Australia New Zealand Digital Encyclopedia Group meeting in Sydney

This week Jason, Jamie and Conal (that’s me!) from the NZETC attended the annual meeting of the Australia New Zealand Digital Encyclopedia Group in Sydney. The ANZDEG is a fairly informal gathering of people working on online encyclopedias and similar things in this part of the world.

This year Aotearoa was represented by people from the NZETC, the National Library, and the Ministry of Culture and Heritage (which publishes Te Ara and the Dictionary of NZ Biography, amongst other things).Jason demonstrated a pre-release version of his latest opus, “Remote Writer”; a simple-to-use word-processor application which can be used to edit structured documents over the internet, similarly to a wiki or blogging tool, though additionally it still works even when the user is disconnected from the net. The idea is that organisations like the NZETC can allow remote contributors to produce and maintain structured XML documents using Remote Writer, without them having to learn XML, and without a lot of fuss.

Jamie presented about his new authority control software “Entity Authority Control System” (EATS), which is already in use at the NZETC to keep track of a few tens of thousands of literary works, people, places, and organisations (plus a few odd livestock including a particular dog, a couple of cats, and at least one pet chicken). EATS is a web-accessible database which allows users to maintain the names, unique identifiers, control numbers, and indeed any distinguishing characteristics of a large number of distinct things (”entities”) of whatever type. This is a common requirement of Encyclopedic websites, and also it’s increasingly a requirement that these websites can efficiently maintain links between each of their records and corresponding records on other websites. By storing identifiers from a number of authority files, EATS provides a mechanism to do this. For example, our EATS server has a record for Samuel Marsden, with an NZETC code name-208673 and a DNZB code of 1M16, which is how we include the link from our Samuel Marsden page to the DNZB’s Samuel Marsden page.

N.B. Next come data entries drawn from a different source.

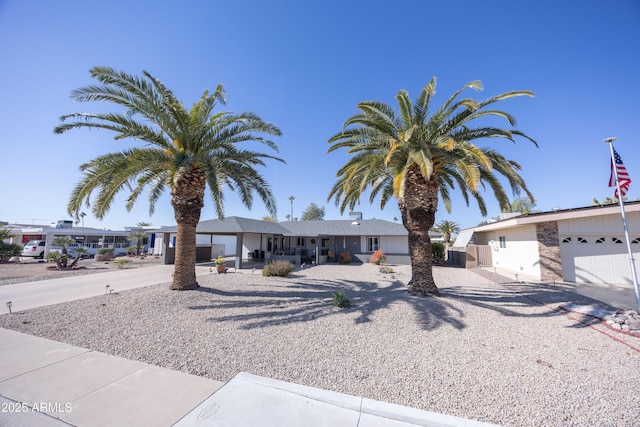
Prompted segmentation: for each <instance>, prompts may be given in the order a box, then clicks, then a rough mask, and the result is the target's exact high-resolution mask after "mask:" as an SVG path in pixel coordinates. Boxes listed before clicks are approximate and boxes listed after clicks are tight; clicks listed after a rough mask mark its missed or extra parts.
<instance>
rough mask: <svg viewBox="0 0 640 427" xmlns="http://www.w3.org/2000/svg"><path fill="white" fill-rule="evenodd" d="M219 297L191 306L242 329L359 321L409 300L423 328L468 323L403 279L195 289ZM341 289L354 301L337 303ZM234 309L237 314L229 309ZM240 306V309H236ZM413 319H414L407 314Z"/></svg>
mask: <svg viewBox="0 0 640 427" xmlns="http://www.w3.org/2000/svg"><path fill="white" fill-rule="evenodd" d="M197 291H198V292H202V293H205V294H210V295H212V296H216V297H217V298H216V299H214V300H213V301H211V302H209V303H208V304H205V305H198V306H190V307H188V308H189V309H191V310H208V311H211V313H212V316H211V317H209V318H207V320H208V321H210V322H239V323H240V326H239V328H241V329H255V328H262V327H268V326H275V325H281V324H287V323H293V322H311V321H315V320H318V319H321V318H325V317H329V316H342V315H346V316H351V317H353V314H355V317H354V318H353V322H354V323H355V324H365V323H371V322H375V319H374V315H375V314H376V313H377V312H379V311H382V310H387V309H390V308H391V306H392V305H394V304H408V305H409V306H410V307H411V308H412V310H411V311H412V312H413V313H414V315H415V320H416V321H417V323H418V325H419V326H420V328H422V329H424V330H434V329H437V328H439V327H441V326H443V325H445V324H449V325H451V326H453V327H455V328H457V329H463V328H464V327H465V324H464V322H463V321H462V318H463V317H464V314H463V313H462V312H460V310H459V309H457V308H456V307H455V306H454V305H453V304H451V303H449V302H448V301H446V300H445V299H443V298H430V297H426V298H425V297H418V296H412V295H410V294H409V293H408V290H407V287H406V285H405V284H404V283H402V282H401V281H399V280H391V279H383V280H379V281H378V282H364V281H353V280H326V279H323V280H319V279H309V278H306V279H305V280H304V282H299V281H295V279H294V280H292V281H290V282H289V281H287V282H285V281H279V282H277V283H274V284H269V285H268V286H264V287H263V288H260V289H256V287H255V286H252V287H251V288H248V289H247V290H246V291H244V290H243V291H239V290H233V291H226V290H221V289H216V288H210V287H204V286H202V287H200V288H198V290H197ZM338 291H343V292H345V294H346V295H347V297H348V298H349V299H350V300H351V304H352V305H351V306H350V307H348V308H344V309H339V308H337V307H334V306H333V295H334V294H335V293H336V292H338ZM228 311H232V313H233V314H225V313H227V312H228ZM238 311H241V312H238ZM406 320H407V321H409V320H410V319H406Z"/></svg>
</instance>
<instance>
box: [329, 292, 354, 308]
mask: <svg viewBox="0 0 640 427" xmlns="http://www.w3.org/2000/svg"><path fill="white" fill-rule="evenodd" d="M333 305H335V306H336V307H340V308H345V307H349V306H350V305H351V300H349V298H347V296H346V295H345V293H344V292H342V291H338V292H336V293H335V294H333Z"/></svg>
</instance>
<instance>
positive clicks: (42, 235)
mask: <svg viewBox="0 0 640 427" xmlns="http://www.w3.org/2000/svg"><path fill="white" fill-rule="evenodd" d="M4 228H8V229H9V230H11V233H13V235H14V236H13V238H12V239H11V240H12V241H11V242H10V243H16V244H19V245H25V244H26V243H27V242H29V241H31V240H44V241H45V242H46V244H45V251H44V253H45V255H46V254H48V253H49V252H50V251H51V250H54V251H55V250H60V249H61V248H60V247H57V246H54V245H53V241H54V240H55V239H56V238H57V237H64V236H67V237H71V238H72V239H74V240H75V241H76V244H73V245H69V246H68V247H67V249H68V250H69V253H73V248H74V247H77V246H84V247H86V248H87V250H88V253H89V254H90V255H93V254H95V253H96V252H97V251H98V249H99V248H103V247H104V248H107V247H112V248H114V249H115V251H114V253H116V254H126V253H127V251H126V248H127V246H129V234H130V232H129V231H112V230H100V229H97V228H89V227H73V223H72V222H71V221H68V220H66V221H58V222H57V223H55V224H51V225H50V226H46V225H20V224H9V225H7V226H5V227H4Z"/></svg>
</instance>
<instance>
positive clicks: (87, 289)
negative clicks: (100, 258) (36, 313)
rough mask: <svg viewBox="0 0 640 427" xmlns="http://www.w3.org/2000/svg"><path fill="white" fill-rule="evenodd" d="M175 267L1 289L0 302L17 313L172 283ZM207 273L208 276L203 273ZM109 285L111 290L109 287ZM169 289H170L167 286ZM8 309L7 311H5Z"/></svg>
mask: <svg viewBox="0 0 640 427" xmlns="http://www.w3.org/2000/svg"><path fill="white" fill-rule="evenodd" d="M172 273H173V265H159V266H153V267H144V268H131V269H126V268H125V269H122V270H115V271H109V272H105V273H96V274H84V275H81V276H76V277H63V278H60V279H49V280H41V281H37V282H28V283H16V284H13V285H4V286H0V302H1V303H2V305H4V304H5V303H6V302H7V301H11V304H12V307H11V309H12V311H13V312H14V313H16V312H18V311H22V310H29V309H31V308H36V307H43V306H46V305H52V304H59V303H61V302H68V301H74V300H77V299H82V298H89V297H94V296H97V295H102V294H104V293H105V292H109V291H113V292H120V291H126V290H128V289H134V288H141V287H144V286H150V285H156V284H160V283H169V282H171V274H172ZM203 273H204V272H203ZM106 285H109V288H107V287H106ZM167 286H168V285H167ZM2 308H3V309H5V307H2Z"/></svg>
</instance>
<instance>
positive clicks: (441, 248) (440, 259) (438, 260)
mask: <svg viewBox="0 0 640 427" xmlns="http://www.w3.org/2000/svg"><path fill="white" fill-rule="evenodd" d="M431 250H432V252H433V262H437V263H441V262H444V244H443V243H442V242H432V243H431Z"/></svg>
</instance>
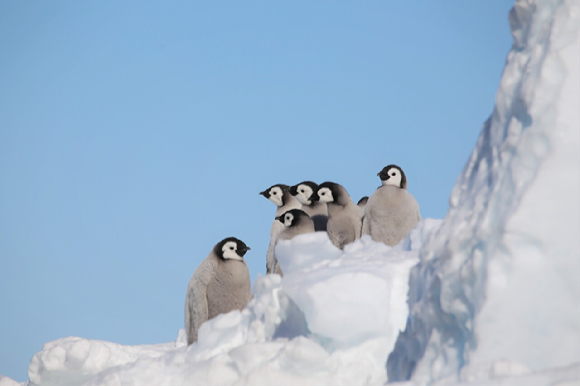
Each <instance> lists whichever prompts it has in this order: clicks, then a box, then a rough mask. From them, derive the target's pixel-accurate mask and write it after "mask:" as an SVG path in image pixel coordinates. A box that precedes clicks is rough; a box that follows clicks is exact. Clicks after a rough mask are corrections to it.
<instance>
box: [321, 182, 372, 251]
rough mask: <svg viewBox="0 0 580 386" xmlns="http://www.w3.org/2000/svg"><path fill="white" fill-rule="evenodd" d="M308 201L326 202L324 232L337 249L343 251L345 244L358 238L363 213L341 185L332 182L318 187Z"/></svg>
mask: <svg viewBox="0 0 580 386" xmlns="http://www.w3.org/2000/svg"><path fill="white" fill-rule="evenodd" d="M310 199H311V200H315V201H320V202H326V205H327V206H328V224H327V226H326V232H327V233H328V238H329V239H330V241H331V242H332V244H334V245H335V246H336V247H337V248H340V249H343V248H344V246H345V245H346V244H349V243H352V242H353V241H354V240H356V239H358V238H360V236H361V227H362V214H363V212H362V210H361V209H360V208H359V207H358V206H357V205H356V204H355V203H354V202H353V201H352V199H351V198H350V196H349V195H348V192H347V191H346V189H345V188H344V187H343V186H342V185H339V184H336V183H334V182H325V183H323V184H321V185H318V188H317V189H316V191H315V192H314V194H313V195H312V197H311V198H310Z"/></svg>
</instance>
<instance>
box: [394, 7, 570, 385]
mask: <svg viewBox="0 0 580 386" xmlns="http://www.w3.org/2000/svg"><path fill="white" fill-rule="evenodd" d="M578 11H579V10H578V2H574V1H561V2H558V3H556V2H552V1H518V2H517V3H516V5H515V6H514V8H513V10H512V12H511V14H510V22H511V26H512V31H513V36H514V44H513V48H512V50H511V52H510V53H509V55H508V60H507V63H506V67H505V70H504V74H503V77H502V80H501V83H500V86H499V90H498V94H497V98H496V108H495V110H494V112H493V115H492V117H491V118H490V119H489V120H488V122H486V124H485V126H484V128H483V131H482V134H481V136H480V138H479V141H478V143H477V146H476V148H475V149H474V151H473V153H472V156H471V158H470V160H469V162H468V163H467V165H466V166H465V168H464V170H463V172H462V174H461V175H460V177H459V179H458V182H457V184H456V186H455V188H454V191H453V193H452V197H451V200H450V201H451V208H450V211H449V213H448V215H447V217H446V218H445V221H444V224H443V226H442V227H441V230H440V232H439V234H438V235H437V237H434V238H432V239H431V240H430V241H429V242H428V243H427V244H426V245H425V246H424V247H423V248H422V250H421V254H420V259H421V262H420V264H419V265H418V266H417V267H416V268H414V269H413V271H412V274H411V282H410V287H411V294H410V304H409V306H410V310H411V311H410V318H409V321H408V325H407V328H406V331H405V333H404V334H403V335H402V336H401V338H400V339H399V340H398V342H397V345H396V350H395V351H394V352H393V353H392V354H391V355H390V357H389V362H388V369H389V379H390V380H407V379H412V380H413V381H415V382H427V383H433V382H435V381H440V382H444V381H445V380H454V381H457V380H462V379H464V380H473V374H489V372H486V371H483V372H482V371H480V369H482V368H494V364H495V363H499V362H498V361H502V362H501V363H503V364H504V365H505V364H506V363H507V364H509V365H506V366H507V367H508V368H511V369H513V370H514V374H520V373H523V372H524V373H525V372H542V371H545V370H547V369H551V368H557V367H564V366H568V365H571V364H574V363H578V362H579V361H580V314H579V312H580V309H579V304H580V282H579V280H580V275H579V272H580V265H579V264H580V259H579V257H580V248H579V239H578V235H579V234H580V227H579V220H580V209H579V200H578V197H580V189H579V185H580V183H579V178H580V173H579V165H580V159H579V154H580V153H579V148H580V146H579V144H580V141H579V127H580V119H579V116H578V105H579V102H580V101H579V99H580V98H579V96H580V94H579V90H580V88H579V80H578V74H579V68H580V66H579V63H578ZM504 367H505V366H504ZM516 370H517V371H516ZM508 373H509V371H508ZM476 378H479V376H478V377H476Z"/></svg>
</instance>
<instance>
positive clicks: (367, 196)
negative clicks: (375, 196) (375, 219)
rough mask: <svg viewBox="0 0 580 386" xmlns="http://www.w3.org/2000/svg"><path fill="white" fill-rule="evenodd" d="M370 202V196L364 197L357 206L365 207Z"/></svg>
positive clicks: (357, 204) (365, 196)
mask: <svg viewBox="0 0 580 386" xmlns="http://www.w3.org/2000/svg"><path fill="white" fill-rule="evenodd" d="M368 201H369V196H364V197H363V198H361V199H360V200H358V202H357V203H356V204H357V205H358V206H365V205H366V204H367V202H368Z"/></svg>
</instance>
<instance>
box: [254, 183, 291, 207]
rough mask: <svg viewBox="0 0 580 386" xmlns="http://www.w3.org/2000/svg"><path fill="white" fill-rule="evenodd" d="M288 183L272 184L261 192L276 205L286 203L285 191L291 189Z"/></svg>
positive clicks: (276, 205) (260, 193) (268, 199)
mask: <svg viewBox="0 0 580 386" xmlns="http://www.w3.org/2000/svg"><path fill="white" fill-rule="evenodd" d="M289 189H290V188H289V186H288V185H284V184H276V185H272V186H270V187H269V188H268V189H266V190H264V191H263V192H260V193H259V194H261V195H262V196H264V197H266V198H267V199H268V200H270V201H272V202H273V203H274V204H275V205H276V206H283V205H284V192H287V191H288V190H289Z"/></svg>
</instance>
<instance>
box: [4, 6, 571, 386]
mask: <svg viewBox="0 0 580 386" xmlns="http://www.w3.org/2000/svg"><path fill="white" fill-rule="evenodd" d="M579 12H580V10H579V6H578V1H574V0H559V1H552V0H518V1H517V3H516V4H515V6H514V8H513V10H512V12H511V14H510V23H511V27H512V33H513V38H514V43H513V47H512V49H511V51H510V53H509V55H508V58H507V62H506V67H505V70H504V74H503V77H502V80H501V83H500V86H499V90H498V93H497V97H496V107H495V110H494V112H493V114H492V116H491V117H490V119H489V120H488V121H487V122H486V123H485V125H484V128H483V131H482V134H481V136H480V138H479V141H478V143H477V145H476V147H475V149H474V151H473V154H472V156H471V158H470V159H469V160H468V162H467V164H466V166H465V168H464V170H463V172H462V173H461V175H460V176H459V179H458V181H457V184H456V186H455V188H454V190H453V192H452V196H451V199H450V206H451V207H450V211H449V213H448V215H447V217H446V218H445V220H444V221H443V222H441V221H438V220H430V219H427V220H424V221H422V222H421V223H419V224H418V226H417V227H416V228H415V229H414V230H413V231H411V233H410V234H409V236H408V237H407V238H406V239H404V240H403V241H402V242H401V243H400V244H399V245H397V246H396V247H394V248H390V247H387V246H385V245H383V244H380V243H375V242H373V241H372V240H370V239H369V238H368V237H363V238H362V239H360V240H357V241H356V242H355V243H352V244H351V245H348V246H347V247H346V248H345V249H344V251H340V250H338V249H336V248H334V247H333V246H332V245H331V243H330V242H329V240H328V237H327V236H326V234H325V233H316V234H310V235H302V236H299V237H297V238H295V239H293V240H291V241H284V242H281V243H279V245H278V246H277V248H278V249H277V251H276V252H277V255H278V256H279V260H280V264H281V265H282V269H283V270H284V272H285V276H284V278H283V279H281V278H280V277H279V276H277V275H269V276H266V277H259V278H258V279H257V280H256V281H255V283H254V289H253V291H254V293H255V294H256V297H255V299H254V300H252V302H251V303H250V304H249V306H248V307H247V308H246V309H244V310H243V311H234V312H231V313H228V314H225V315H220V316H218V317H217V318H215V319H213V320H211V321H208V322H207V323H205V324H204V325H203V326H202V327H201V329H200V331H199V340H198V342H197V343H196V344H194V345H192V346H189V347H187V346H186V345H185V340H184V336H183V335H184V334H183V332H181V333H180V335H179V337H178V339H177V340H176V341H175V342H171V343H166V344H161V345H152V346H121V345H118V344H115V343H109V342H102V341H95V340H86V339H82V338H75V337H69V338H64V339H59V340H56V341H54V342H49V343H47V344H45V346H44V348H43V350H42V351H41V352H39V353H37V354H36V355H35V356H34V358H33V359H32V361H31V364H30V367H29V378H30V380H29V386H34V385H38V386H50V385H61V386H62V385H64V386H66V385H81V384H82V385H91V386H97V385H156V386H158V385H170V384H195V385H275V384H286V385H288V384H291V385H341V384H342V385H353V384H371V385H375V384H384V382H386V381H387V376H388V378H389V380H390V381H400V382H399V383H396V384H398V385H401V386H403V385H405V386H416V385H425V384H435V385H449V386H451V385H457V386H459V385H468V384H469V385H481V386H490V385H510V386H520V385H521V386H523V385H526V386H536V385H548V384H550V385H572V384H578V382H580V308H579V304H580V282H579V280H580V275H579V272H580V244H579V237H578V235H579V234H580V205H579V204H580V203H579V200H578V197H579V196H580V117H579V110H578V105H579V104H580V79H579V76H580V65H579V57H578V43H579V36H578V34H579V29H578V23H579V20H578V17H579ZM407 293H408V296H409V299H408V300H409V301H408V303H407V296H406V295H407ZM401 330H404V332H403V333H402V334H400V335H399V331H401ZM387 358H389V359H388V361H387ZM385 363H387V366H385ZM15 385H19V383H17V382H14V381H12V380H11V379H9V378H6V377H2V376H0V386H15Z"/></svg>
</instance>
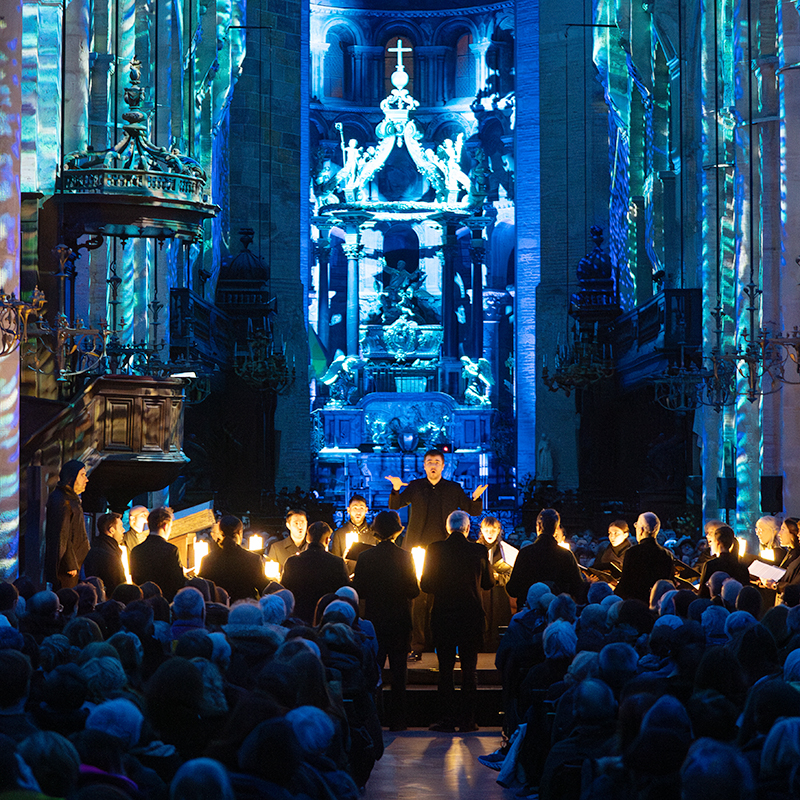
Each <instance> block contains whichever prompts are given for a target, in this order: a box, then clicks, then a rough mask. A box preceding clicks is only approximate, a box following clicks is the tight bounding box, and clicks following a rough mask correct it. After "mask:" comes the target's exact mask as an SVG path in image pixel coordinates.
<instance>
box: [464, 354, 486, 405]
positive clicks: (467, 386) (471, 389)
mask: <svg viewBox="0 0 800 800" xmlns="http://www.w3.org/2000/svg"><path fill="white" fill-rule="evenodd" d="M461 375H462V377H464V378H465V379H466V381H467V388H466V390H465V391H464V402H465V403H466V404H467V405H468V406H488V405H490V404H491V398H490V396H489V395H490V394H491V391H492V386H494V378H492V365H491V364H490V363H489V362H488V361H487V360H486V359H485V358H479V359H478V360H477V361H473V360H472V359H471V358H469V357H468V356H462V357H461Z"/></svg>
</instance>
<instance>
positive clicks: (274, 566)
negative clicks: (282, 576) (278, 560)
mask: <svg viewBox="0 0 800 800" xmlns="http://www.w3.org/2000/svg"><path fill="white" fill-rule="evenodd" d="M264 575H266V576H267V577H268V578H269V579H270V580H272V581H277V580H280V577H281V565H280V564H279V563H278V562H277V561H265V562H264Z"/></svg>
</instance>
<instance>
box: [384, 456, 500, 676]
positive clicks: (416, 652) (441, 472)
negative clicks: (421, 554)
mask: <svg viewBox="0 0 800 800" xmlns="http://www.w3.org/2000/svg"><path fill="white" fill-rule="evenodd" d="M422 465H423V467H424V469H425V477H424V478H418V479H416V480H413V481H411V482H410V483H408V484H406V483H403V481H402V479H401V478H399V477H397V476H396V475H387V476H386V480H387V481H390V482H391V484H392V493H391V494H390V495H389V508H391V509H394V510H398V509H400V508H404V507H405V506H408V505H410V506H411V510H410V512H409V515H408V529H407V531H406V535H405V539H404V541H403V547H404V548H405V549H406V550H408V551H411V549H412V548H414V547H427V546H428V545H429V544H430V543H431V542H440V541H442V540H444V539H445V538H446V537H447V527H446V522H447V518H448V517H449V516H450V514H451V513H452V512H453V511H455V510H456V509H459V508H460V509H463V510H464V511H466V512H467V513H468V514H470V515H471V516H476V515H477V514H480V513H481V510H482V503H481V502H480V497H481V495H482V494H483V493H484V492H485V491H486V484H484V485H483V486H478V487H477V488H476V489H475V491H474V492H473V493H472V497H469V496H468V495H467V493H466V492H465V491H464V489H463V488H462V487H461V484H458V483H456V482H455V481H449V480H447V479H446V478H443V477H442V473H443V471H444V453H442V451H441V450H428V452H427V453H425V457H424V458H423V461H422ZM403 486H405V487H406V488H405V489H403V491H402V492H401V491H400V489H401V488H402V487H403ZM423 592H424V589H423ZM430 608H431V600H430V598H429V597H427V596H426V595H425V594H423V595H421V596H420V597H419V598H418V599H417V600H416V601H415V602H414V608H413V621H414V628H413V632H412V640H411V655H410V656H409V659H410V660H411V661H419V659H420V655H419V654H420V653H421V652H422V651H424V650H425V629H426V627H427V622H428V618H429V615H430Z"/></svg>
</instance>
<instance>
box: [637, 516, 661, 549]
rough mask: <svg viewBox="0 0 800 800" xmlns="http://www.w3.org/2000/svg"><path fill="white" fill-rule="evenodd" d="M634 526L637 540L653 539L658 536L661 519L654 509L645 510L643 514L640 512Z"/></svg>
mask: <svg viewBox="0 0 800 800" xmlns="http://www.w3.org/2000/svg"><path fill="white" fill-rule="evenodd" d="M633 527H634V529H635V530H636V540H637V541H638V542H641V541H642V540H643V539H652V538H654V537H656V536H658V532H659V531H660V530H661V520H660V519H659V518H658V517H657V516H656V515H655V514H654V513H653V512H652V511H645V512H644V513H643V514H639V517H638V519H637V520H636V522H635V523H634V525H633Z"/></svg>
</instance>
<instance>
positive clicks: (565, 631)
mask: <svg viewBox="0 0 800 800" xmlns="http://www.w3.org/2000/svg"><path fill="white" fill-rule="evenodd" d="M542 647H543V648H544V655H545V658H548V659H568V660H570V661H571V660H572V659H573V658H574V657H575V651H576V649H577V647H578V637H577V635H576V633H575V628H574V627H573V626H572V625H571V624H570V623H569V622H567V621H566V620H563V619H559V620H556V621H555V622H551V623H550V624H549V625H548V626H547V627H546V628H545V629H544V634H543V635H542Z"/></svg>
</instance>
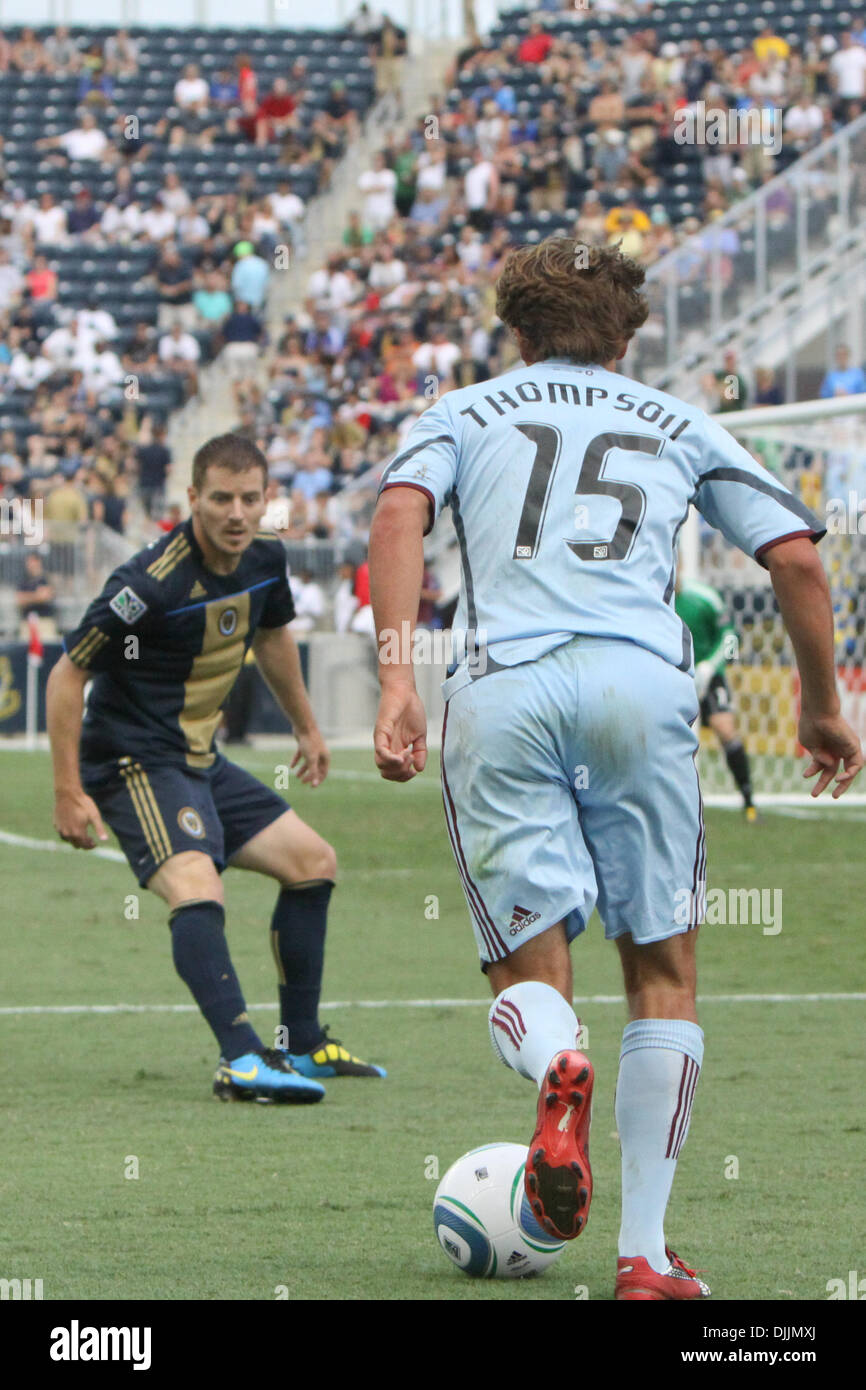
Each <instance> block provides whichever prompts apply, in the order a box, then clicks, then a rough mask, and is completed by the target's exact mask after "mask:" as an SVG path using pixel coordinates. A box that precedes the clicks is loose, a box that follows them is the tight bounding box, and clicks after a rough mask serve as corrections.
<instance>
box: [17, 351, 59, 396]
mask: <svg viewBox="0 0 866 1390" xmlns="http://www.w3.org/2000/svg"><path fill="white" fill-rule="evenodd" d="M53 371H54V363H53V361H50V360H49V359H47V357H44V356H43V354H42V353H40V352H39V343H38V342H36V341H35V339H31V342H28V343H25V345H24V346H22V347H18V350H17V352H15V353H13V360H11V363H10V368H8V374H10V377H11V378H13V381H14V382H15V385H17V386H21V388H22V389H25V391H33V389H35V388H36V386H38V385H39V384H40V382H42V381H44V379H46V377H50V375H51V373H53Z"/></svg>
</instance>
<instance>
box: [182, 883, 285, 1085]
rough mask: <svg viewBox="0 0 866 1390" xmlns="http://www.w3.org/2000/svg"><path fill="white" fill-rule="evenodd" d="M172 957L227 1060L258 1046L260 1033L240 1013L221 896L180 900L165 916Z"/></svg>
mask: <svg viewBox="0 0 866 1390" xmlns="http://www.w3.org/2000/svg"><path fill="white" fill-rule="evenodd" d="M168 924H170V926H171V948H172V955H174V963H175V967H177V972H178V974H179V976H181V979H182V981H183V984H186V986H188V987H189V990H190V991H192V995H193V998H195V1001H196V1004H197V1005H199V1008H200V1009H202V1013H203V1015H204V1017H206V1020H207V1022H209V1023H210V1026H211V1029H213V1030H214V1034H215V1037H217V1042H218V1044H220V1051H221V1054H222V1056H224V1058H225V1059H227V1062H234V1059H235V1058H238V1056H243V1054H245V1052H260V1051H261V1048H263V1042H261V1038H260V1037H259V1034H257V1033H256V1030H254V1029H253V1026H252V1024H250V1020H249V1019H247V1016H246V1004H245V1002H243V995H242V992H240V984H239V980H238V976H236V974H235V967H234V965H232V962H231V956H229V954H228V942H227V940H225V912H224V909H222V903H221V902H213V901H203V899H199V901H196V902H183V903H181V906H179V908H175V909H174V912H172V913H171V916H170V919H168Z"/></svg>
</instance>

Conal gave a short presentation showing how we maintain the hyperlinks from the NZETC website to other sites, using EATS to unambiguously identify each person, book, etc. in those websites, and using TEI documents to describe how those people, books, etc, relate to each other, and to the individual pages of the websites.

The issue of Authority Control came up a lot - in particular the Australians are all hanging out for the upcoming launch of the National Library of Australia’s “People Australia” service, which is going to link together authority records for Australian people and organisations from a number of different sources.Another interesting software demo was “Heurist”, an “academic database” of web bookmarks, citations, and research data, with tagging, searching, and sharing features, developed at the University of Sydney.

A common topic of presentations was the integration of maps and timelines in online exhibits. We saw some beautiful examples of old maps of Sydney changing over the years as landfills ate away at the harbour. Another striking demo showed a map of Australia with a sliding control with which you could go back and forth in time during the last 50 thousand years, and watch the map change as sea levels rose and fell, Australia joining up with Papua New Guinea, its name changing between “Australia” and “Sahul” (as archaeologists call the joint land mass), and archaeological sites fading in and out of existence as environmental conditions for those settlements changed.

Wellington will host the next meeting in December next year. With a bit of luck and some organisation we should be able to get a few more New Zealanders along!